Mercredi 3 août se dérouleront en Afrique du Sud des élections municipales. À cette occasion, 26.3 millions de Sud-Africains sont attendus aux urnes, pour renouveler les mandats des maires et conseils municipaux des 278 villes du pays. Le scrutin sera un test pour le parti au pouvoir, le Congrès national africain (ANC), du président Jacob Zuma, en difficulté depuis quelques mois. Quatre questions pour comprendre le scrutin.
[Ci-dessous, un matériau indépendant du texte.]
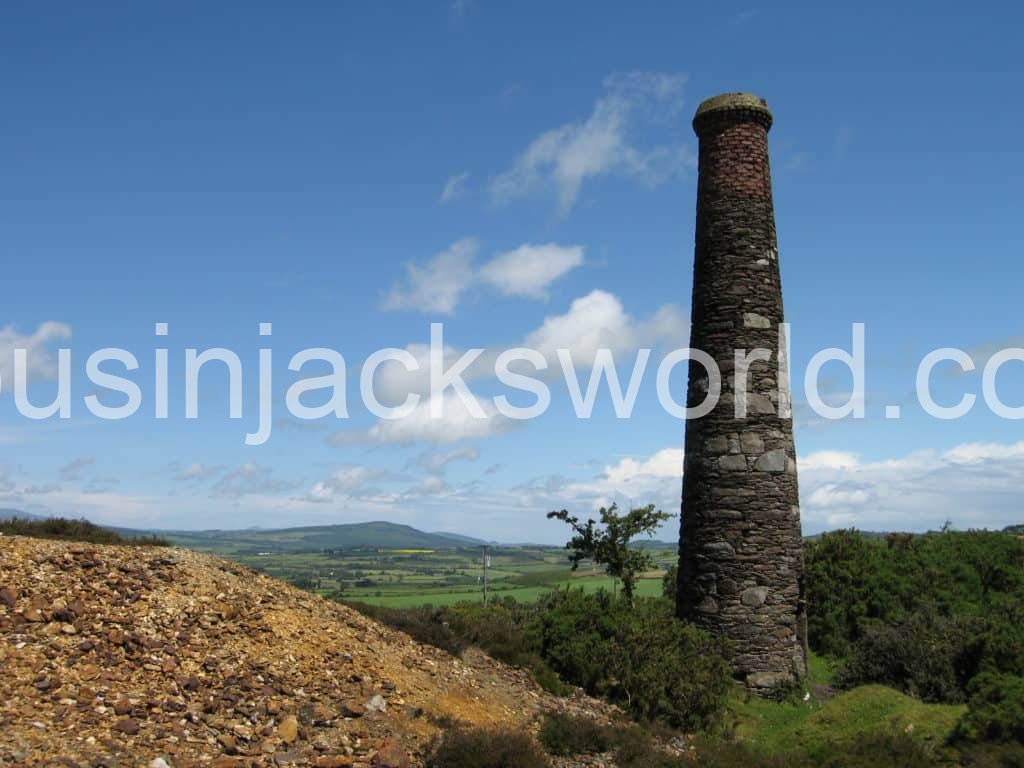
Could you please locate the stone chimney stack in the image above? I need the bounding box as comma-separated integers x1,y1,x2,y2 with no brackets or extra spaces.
677,93,807,690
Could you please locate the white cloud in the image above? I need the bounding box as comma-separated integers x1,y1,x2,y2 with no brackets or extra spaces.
382,238,480,314
333,392,520,444
439,171,469,205
490,72,692,213
411,445,480,475
210,462,299,499
522,291,689,368
306,464,387,503
57,456,96,482
942,441,1024,464
381,238,584,314
0,322,71,392
364,291,689,409
480,243,583,299
797,451,859,470
171,462,221,482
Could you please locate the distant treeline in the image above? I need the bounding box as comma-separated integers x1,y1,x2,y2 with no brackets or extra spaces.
0,517,171,547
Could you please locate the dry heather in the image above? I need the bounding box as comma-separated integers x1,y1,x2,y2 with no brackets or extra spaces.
0,537,612,768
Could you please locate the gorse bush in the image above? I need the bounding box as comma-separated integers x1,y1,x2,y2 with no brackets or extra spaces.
837,605,977,703
954,672,1024,743
0,517,171,547
424,728,551,768
350,590,732,730
528,590,732,730
805,529,1024,759
538,713,615,757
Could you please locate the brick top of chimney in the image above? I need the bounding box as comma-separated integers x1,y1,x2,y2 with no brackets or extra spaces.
693,93,772,134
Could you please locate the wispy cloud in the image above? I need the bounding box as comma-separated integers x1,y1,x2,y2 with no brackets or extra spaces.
382,238,584,315
57,456,96,482
0,322,71,392
439,171,469,205
382,238,480,314
490,72,693,213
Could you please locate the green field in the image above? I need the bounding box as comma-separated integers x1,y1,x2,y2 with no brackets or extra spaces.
182,537,676,607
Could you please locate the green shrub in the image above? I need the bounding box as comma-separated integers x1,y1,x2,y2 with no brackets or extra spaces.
0,517,171,547
424,728,551,768
838,605,976,703
961,742,1024,768
527,590,731,730
954,672,1024,743
539,713,615,757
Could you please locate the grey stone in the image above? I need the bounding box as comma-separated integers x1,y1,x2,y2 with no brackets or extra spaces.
739,587,769,608
705,435,729,454
703,542,736,555
718,454,746,471
739,432,765,454
746,392,775,416
754,449,787,472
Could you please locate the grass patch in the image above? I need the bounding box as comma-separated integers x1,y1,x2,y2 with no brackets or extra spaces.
730,685,966,756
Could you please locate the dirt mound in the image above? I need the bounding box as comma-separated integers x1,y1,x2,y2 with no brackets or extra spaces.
0,537,611,768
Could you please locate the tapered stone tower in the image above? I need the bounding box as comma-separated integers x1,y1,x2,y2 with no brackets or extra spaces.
677,93,807,689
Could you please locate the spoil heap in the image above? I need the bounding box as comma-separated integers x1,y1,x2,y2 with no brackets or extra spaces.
0,537,610,768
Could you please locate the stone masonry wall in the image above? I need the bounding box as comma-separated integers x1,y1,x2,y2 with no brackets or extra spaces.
678,94,807,688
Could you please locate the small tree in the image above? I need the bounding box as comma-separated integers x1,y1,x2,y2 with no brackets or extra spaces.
548,504,675,603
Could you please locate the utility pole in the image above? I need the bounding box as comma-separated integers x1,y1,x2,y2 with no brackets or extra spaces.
483,545,490,608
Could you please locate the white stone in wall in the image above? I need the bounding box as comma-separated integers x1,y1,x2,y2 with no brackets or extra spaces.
743,312,771,328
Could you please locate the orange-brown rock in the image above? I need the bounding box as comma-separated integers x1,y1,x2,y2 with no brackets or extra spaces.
0,537,613,768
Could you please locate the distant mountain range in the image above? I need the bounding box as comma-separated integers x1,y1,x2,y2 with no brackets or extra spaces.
8,509,1024,555
0,509,46,520
122,521,486,554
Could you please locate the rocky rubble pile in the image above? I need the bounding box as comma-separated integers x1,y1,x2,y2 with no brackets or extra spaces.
0,537,611,768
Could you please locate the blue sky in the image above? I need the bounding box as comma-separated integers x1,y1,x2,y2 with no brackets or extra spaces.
0,0,1024,542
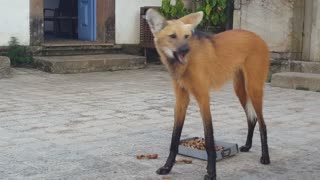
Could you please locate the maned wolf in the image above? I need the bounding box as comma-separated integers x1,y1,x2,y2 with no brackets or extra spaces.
146,9,270,179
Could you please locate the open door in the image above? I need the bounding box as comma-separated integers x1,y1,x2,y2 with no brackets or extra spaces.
78,0,96,41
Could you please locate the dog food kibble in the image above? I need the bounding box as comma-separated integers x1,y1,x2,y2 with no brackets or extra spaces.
136,154,158,159
181,138,224,151
176,159,192,164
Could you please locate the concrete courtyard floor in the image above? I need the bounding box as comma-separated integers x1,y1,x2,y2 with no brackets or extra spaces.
0,66,320,180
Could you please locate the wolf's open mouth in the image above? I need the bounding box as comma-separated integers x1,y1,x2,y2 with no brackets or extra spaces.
173,52,186,64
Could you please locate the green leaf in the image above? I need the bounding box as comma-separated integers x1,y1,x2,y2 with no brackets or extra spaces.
212,0,218,6
220,0,227,9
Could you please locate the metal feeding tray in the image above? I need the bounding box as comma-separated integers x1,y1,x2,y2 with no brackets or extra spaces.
178,137,239,161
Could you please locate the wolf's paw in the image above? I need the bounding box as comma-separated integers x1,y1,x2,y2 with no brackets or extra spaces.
240,145,251,152
157,166,171,175
260,156,270,164
204,174,216,180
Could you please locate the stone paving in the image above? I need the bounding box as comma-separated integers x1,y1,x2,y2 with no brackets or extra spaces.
0,66,320,180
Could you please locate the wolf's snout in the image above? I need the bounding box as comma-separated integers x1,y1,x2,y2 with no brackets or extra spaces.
173,45,190,64
177,44,190,56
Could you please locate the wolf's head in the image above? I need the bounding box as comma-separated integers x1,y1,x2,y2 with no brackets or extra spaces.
146,9,203,64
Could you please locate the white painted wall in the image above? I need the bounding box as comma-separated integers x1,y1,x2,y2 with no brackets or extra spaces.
0,0,30,46
116,0,162,44
234,0,293,52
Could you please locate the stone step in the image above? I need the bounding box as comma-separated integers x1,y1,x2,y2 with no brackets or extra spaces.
271,72,320,92
0,56,11,79
33,44,122,56
34,54,145,74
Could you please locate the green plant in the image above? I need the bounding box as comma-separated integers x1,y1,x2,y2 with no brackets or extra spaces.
6,37,33,66
194,0,228,29
160,0,191,19
160,0,233,31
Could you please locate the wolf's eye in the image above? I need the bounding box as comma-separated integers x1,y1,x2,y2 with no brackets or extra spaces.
169,34,177,39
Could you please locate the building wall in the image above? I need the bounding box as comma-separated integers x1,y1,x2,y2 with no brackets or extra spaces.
115,0,162,44
0,0,30,46
234,0,304,59
306,0,320,62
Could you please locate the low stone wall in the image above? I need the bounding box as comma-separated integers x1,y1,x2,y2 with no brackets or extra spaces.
0,56,11,79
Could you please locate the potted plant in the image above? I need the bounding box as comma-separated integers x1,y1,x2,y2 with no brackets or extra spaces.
194,0,229,33
160,0,192,19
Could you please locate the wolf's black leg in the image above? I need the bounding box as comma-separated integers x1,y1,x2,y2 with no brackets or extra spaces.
157,84,190,175
240,117,257,152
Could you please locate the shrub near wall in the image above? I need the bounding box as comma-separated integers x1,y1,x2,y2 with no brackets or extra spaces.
5,37,33,66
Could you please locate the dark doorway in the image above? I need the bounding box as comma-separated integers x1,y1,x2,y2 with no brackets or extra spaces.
43,0,78,41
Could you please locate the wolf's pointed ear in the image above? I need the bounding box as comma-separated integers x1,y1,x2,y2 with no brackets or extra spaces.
179,11,203,29
146,9,167,34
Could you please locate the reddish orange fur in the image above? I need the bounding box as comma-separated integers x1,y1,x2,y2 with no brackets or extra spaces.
147,11,270,179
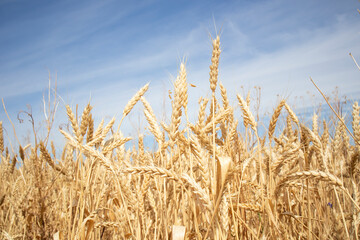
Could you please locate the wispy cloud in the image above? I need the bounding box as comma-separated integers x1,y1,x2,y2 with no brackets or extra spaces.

1. Pourquoi l’ANC est en danger ?

Ce n’est qu’un scrutin « local », mais il s’inscrit dans un contexte où l’ANC est confrontée à deux difficultés majeures. D’une part, une crise interne, avec des tensions entre factions, qui ont été mises en veilleuse le temps du scrutin. Mais aussi une érosion de l’électorat traditionnel du parti au pouvoir. Ces deux facteurs conjugués vont-ils permettre à l’opposition de réaliser une percée en remportant certaines municipalités (en dehors de la région du Cap oriental, son bastion) ? Ce serait une première, si cela devait arriver, mais cela aurait surtout une valeur de test. Ce n’est pas un séisme qu’il faut attendre, mais un moment de vérité cruelle

Qui va-t-on élire ? Les représentants au niveau des municipalités, des agglomérations urbaines, et des plus petites unités administratives, les wards (secteurs). Ce sont des élus en lien direct avec la population, qui peut donc manifester son irritation vis-à-vis de l’ANC en choisissant dans ce cadre local d’élire des candidats d’opposition. La principale opposition est représentée par l’Alliance démocratique (DA), qui se situe vers le centre et insiste sur ses capacités de gestionnaire. Le parti d’opposition critique la corruption de l’ANC et de l’EFF (Combattants de la liberté économique), ce dernier étant bien plus radical puisque son programme inclut d’importantes vagues de nationalisations (notamment des banques et des mines), la saisie des terres des Blancs pour les redistribuer, etc.

Il est vraisemblable que ces deux partis, le DA et l’EFF, bien que diamétralement opposés, envisagent de cogérer des municipalités puisque aucun des deux, séparement, n’y obtiendrait de majorité. C’est une forme de « tout sauf ANC », qui a ses limites. Au sein du parti au pouvoir, on a tenté de faire taire les divisions le temps du scrutin. Le secrétaire général de l’ANC, Gwede Mantashe, a même déclaré lors d’un service dans une église de la région du Cap, que « Dieu a donné à l’ANC sa bénédiction pour diriger l’Afrique du Sud. »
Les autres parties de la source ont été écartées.